We had a good weekend, though, kid. Red got to meet you and you, her. It was the first time it really felt like fall. Mom’s wearing her traditional seven layers of clothing to counteract the effect of our shoddily-constructed and poorly insulated (aka affordable) house. We went to a corn maze with quite a posse, all dressed up in flannel, and somewhere around midday, the sun reminded us that this is At-effing-lanta and so we ended up in short-sleeves with sunglasses. The next day your Mom and I and you and Red went for a walk in the woods with the dog. It was beautiful. We took lots of pictures. More of those later, I suppose.

Oh, and one time when you pooped, it was a lot, so I said that if pooping were a competitive sport, you would’ve won the “Pooper Bowl.” It was just as funny then as it is now. I love being a dad.

I’m reading Cryptonomicon and it’s a pretty spectacularly great book. I’m reading parts of it aloud to you, mostly when you’re upset, which is totally okay, despite the fact that the language is a little objectionable (if you object to certain language), I am not repeating my parents’ parenting failures by reading you Stephen King novels. It’s just a nice little — well, not little — book about codes and code-breaking and information and WWII and, tangentially, heroin-addiction and neuroses and social fluency and holocausts.
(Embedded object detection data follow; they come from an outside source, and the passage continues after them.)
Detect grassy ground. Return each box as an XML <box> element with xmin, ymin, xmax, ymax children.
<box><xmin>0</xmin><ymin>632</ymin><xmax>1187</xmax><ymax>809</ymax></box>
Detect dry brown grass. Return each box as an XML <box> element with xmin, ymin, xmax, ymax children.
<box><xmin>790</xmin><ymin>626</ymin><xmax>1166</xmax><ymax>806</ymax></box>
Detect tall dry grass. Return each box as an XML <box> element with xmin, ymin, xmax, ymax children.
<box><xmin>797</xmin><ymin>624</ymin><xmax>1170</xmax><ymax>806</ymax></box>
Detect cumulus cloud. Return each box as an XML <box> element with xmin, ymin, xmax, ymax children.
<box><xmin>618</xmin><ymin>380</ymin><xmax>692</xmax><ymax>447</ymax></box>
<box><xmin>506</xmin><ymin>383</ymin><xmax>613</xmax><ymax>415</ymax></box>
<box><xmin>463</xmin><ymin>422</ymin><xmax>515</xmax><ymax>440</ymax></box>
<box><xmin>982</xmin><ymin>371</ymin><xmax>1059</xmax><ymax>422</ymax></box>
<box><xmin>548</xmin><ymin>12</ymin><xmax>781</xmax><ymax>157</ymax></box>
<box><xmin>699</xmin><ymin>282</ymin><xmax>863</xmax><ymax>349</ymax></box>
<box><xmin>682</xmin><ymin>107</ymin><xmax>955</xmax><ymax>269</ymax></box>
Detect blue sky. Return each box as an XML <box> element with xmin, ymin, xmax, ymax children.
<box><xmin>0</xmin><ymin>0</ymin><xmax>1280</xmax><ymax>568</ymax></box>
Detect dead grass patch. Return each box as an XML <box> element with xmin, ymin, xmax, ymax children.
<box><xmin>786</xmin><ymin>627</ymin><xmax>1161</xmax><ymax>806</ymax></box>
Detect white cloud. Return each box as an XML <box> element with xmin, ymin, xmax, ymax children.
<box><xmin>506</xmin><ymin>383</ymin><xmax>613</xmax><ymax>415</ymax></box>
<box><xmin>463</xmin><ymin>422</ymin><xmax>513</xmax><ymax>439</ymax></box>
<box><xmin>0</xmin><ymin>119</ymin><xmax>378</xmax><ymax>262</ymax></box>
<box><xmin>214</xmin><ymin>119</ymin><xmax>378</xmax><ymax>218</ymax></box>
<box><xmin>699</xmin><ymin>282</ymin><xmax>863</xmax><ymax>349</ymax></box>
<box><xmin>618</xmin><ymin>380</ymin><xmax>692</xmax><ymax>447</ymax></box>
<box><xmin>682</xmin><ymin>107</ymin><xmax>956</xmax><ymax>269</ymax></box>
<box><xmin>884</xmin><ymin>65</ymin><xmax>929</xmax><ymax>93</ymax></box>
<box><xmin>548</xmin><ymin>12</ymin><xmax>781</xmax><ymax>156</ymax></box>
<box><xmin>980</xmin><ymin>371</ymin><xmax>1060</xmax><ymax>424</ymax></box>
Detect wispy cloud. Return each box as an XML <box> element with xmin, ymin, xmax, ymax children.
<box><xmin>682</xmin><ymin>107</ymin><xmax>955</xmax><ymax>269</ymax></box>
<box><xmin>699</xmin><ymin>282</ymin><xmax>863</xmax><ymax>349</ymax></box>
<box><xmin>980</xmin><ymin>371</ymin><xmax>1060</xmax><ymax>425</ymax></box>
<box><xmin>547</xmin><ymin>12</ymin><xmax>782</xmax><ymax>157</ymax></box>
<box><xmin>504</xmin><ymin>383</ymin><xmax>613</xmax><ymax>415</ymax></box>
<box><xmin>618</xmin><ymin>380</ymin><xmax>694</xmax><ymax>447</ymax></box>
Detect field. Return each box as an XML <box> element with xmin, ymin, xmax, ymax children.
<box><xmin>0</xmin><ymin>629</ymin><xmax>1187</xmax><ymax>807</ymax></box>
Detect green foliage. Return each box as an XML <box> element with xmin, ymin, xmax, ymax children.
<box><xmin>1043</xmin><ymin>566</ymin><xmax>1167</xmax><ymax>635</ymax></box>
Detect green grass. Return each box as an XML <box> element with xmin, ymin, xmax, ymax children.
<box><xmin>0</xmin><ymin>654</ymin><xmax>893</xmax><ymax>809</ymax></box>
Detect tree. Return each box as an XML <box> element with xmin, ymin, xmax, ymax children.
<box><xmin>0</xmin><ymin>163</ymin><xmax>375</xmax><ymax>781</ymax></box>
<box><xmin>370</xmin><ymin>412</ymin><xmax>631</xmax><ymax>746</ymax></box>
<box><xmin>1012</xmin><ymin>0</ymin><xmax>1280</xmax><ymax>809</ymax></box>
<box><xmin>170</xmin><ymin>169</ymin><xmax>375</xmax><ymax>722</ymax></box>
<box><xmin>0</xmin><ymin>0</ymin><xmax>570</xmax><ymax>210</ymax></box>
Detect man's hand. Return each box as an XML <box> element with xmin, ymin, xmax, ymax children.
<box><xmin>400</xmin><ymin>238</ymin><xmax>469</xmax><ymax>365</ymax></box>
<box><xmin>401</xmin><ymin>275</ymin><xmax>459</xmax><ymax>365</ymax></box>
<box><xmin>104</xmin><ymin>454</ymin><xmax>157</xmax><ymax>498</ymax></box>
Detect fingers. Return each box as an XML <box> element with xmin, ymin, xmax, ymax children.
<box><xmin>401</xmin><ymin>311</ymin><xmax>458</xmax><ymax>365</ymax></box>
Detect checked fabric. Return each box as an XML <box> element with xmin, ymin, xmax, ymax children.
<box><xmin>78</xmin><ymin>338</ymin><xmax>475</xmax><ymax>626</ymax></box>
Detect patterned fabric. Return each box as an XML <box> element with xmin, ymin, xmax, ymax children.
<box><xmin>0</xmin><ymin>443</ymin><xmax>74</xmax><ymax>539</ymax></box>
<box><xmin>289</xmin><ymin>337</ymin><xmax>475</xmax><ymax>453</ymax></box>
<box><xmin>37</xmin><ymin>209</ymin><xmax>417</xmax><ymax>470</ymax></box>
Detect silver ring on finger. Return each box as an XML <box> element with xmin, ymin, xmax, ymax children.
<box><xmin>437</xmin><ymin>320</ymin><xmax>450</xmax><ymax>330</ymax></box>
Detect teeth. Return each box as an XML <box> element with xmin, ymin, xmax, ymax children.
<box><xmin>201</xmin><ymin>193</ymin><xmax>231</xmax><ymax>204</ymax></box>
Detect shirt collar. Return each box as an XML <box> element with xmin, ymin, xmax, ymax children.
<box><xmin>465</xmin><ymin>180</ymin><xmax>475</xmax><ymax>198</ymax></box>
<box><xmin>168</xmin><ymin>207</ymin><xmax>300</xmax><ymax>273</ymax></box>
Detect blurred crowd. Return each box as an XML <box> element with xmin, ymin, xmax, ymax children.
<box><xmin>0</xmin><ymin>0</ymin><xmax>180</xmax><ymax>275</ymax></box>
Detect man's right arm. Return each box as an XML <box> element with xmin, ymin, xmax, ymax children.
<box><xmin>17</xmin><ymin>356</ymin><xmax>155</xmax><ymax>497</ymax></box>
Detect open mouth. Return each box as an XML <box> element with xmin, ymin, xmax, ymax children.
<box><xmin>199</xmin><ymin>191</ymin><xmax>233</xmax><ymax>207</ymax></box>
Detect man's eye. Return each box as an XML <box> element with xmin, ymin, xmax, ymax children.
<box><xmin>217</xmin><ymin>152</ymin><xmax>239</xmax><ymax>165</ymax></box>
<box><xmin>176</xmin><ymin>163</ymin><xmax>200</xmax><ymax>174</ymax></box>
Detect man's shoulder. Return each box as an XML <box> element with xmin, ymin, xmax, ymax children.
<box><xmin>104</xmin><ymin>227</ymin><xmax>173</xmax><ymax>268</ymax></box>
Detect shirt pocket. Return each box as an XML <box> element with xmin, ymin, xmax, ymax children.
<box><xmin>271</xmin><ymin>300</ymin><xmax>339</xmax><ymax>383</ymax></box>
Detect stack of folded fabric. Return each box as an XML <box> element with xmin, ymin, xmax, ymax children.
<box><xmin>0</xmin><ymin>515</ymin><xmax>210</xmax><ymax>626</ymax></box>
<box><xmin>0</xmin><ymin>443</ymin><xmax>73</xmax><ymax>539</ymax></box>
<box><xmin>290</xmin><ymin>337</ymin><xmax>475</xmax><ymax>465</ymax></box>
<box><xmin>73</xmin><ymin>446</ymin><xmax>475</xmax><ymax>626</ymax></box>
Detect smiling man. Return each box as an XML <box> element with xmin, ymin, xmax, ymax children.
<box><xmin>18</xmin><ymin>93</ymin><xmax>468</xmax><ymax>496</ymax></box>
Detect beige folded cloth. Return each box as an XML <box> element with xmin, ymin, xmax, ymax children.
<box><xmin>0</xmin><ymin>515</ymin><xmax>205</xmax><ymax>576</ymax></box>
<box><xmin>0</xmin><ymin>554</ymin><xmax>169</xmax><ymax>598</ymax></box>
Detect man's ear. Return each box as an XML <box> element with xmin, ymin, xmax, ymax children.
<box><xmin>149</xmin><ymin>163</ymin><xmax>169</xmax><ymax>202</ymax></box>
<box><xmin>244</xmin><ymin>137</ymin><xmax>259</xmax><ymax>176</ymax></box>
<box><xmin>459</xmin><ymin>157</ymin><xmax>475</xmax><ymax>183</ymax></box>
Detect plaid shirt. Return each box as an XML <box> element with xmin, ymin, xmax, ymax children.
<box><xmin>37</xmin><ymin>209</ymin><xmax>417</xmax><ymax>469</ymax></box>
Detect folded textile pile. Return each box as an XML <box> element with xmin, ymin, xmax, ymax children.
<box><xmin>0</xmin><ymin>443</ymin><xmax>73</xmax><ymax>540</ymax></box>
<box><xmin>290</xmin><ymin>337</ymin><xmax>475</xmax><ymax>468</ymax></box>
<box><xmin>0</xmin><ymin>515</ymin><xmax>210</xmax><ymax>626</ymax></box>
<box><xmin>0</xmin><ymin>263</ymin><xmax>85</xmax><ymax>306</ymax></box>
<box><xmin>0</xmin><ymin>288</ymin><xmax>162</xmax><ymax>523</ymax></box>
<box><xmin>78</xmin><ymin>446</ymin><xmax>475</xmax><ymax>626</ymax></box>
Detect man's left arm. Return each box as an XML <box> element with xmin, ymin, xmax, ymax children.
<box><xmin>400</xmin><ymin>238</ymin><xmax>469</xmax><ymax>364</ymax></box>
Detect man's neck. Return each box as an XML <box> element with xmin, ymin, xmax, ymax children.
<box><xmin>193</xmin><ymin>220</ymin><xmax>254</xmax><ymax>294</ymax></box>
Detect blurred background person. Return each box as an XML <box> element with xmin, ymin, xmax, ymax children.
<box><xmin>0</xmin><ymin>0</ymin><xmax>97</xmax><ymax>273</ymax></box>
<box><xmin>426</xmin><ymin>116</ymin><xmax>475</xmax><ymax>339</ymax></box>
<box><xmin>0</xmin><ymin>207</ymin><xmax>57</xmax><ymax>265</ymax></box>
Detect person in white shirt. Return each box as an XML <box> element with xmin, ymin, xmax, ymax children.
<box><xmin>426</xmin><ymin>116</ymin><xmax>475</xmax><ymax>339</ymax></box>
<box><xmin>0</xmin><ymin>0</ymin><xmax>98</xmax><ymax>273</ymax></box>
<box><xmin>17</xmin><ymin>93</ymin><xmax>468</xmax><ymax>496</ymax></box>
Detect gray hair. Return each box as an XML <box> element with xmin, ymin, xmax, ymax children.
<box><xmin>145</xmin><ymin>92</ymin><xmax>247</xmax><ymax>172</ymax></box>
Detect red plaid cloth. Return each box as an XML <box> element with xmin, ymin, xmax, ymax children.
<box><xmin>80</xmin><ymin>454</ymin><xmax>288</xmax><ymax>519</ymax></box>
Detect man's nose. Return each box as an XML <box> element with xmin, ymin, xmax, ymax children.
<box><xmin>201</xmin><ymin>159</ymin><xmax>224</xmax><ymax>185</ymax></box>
There’s an idea that has just been presented, about three kinds of people. Roughly, those who think talking is the opposite of doing something, those who think talking counts as doing something, and those who talk with the hopes that they’ll figure something out about the way things are or how things work or, as Bobby Shaftoe puts it, “what the fuck is going on.” Shaftoe notes that these kind of people usually try to engage other people, and hope they’ll join in.

It’s fun. It’s one of the wonderful parts — maybe the most wonderful part — of being a grad student. It runs in your family and extended family and I think you’ll enjoy it, too. If not, your upbringing is probably going to be pretty frustrating.

There are lots of examples – what will be the effect of new downtown dormitories for Georgia State University on the average rent in the area? More on everything later, though, eh?

For now, I’ll keep demonstrating how to make particular noises and practicing the alphabet and numbers with you. If it gets annoying, coo twice to let me know. If you don’t understand what I’m saying, coo three times. If you’re afraid we’re being overheard, we’ll have to work out a simple code. Instead of “coo” say “ba,” instead of “ba,” say “ga,” and instead of “ga,” say “coo.” That should fool ’em.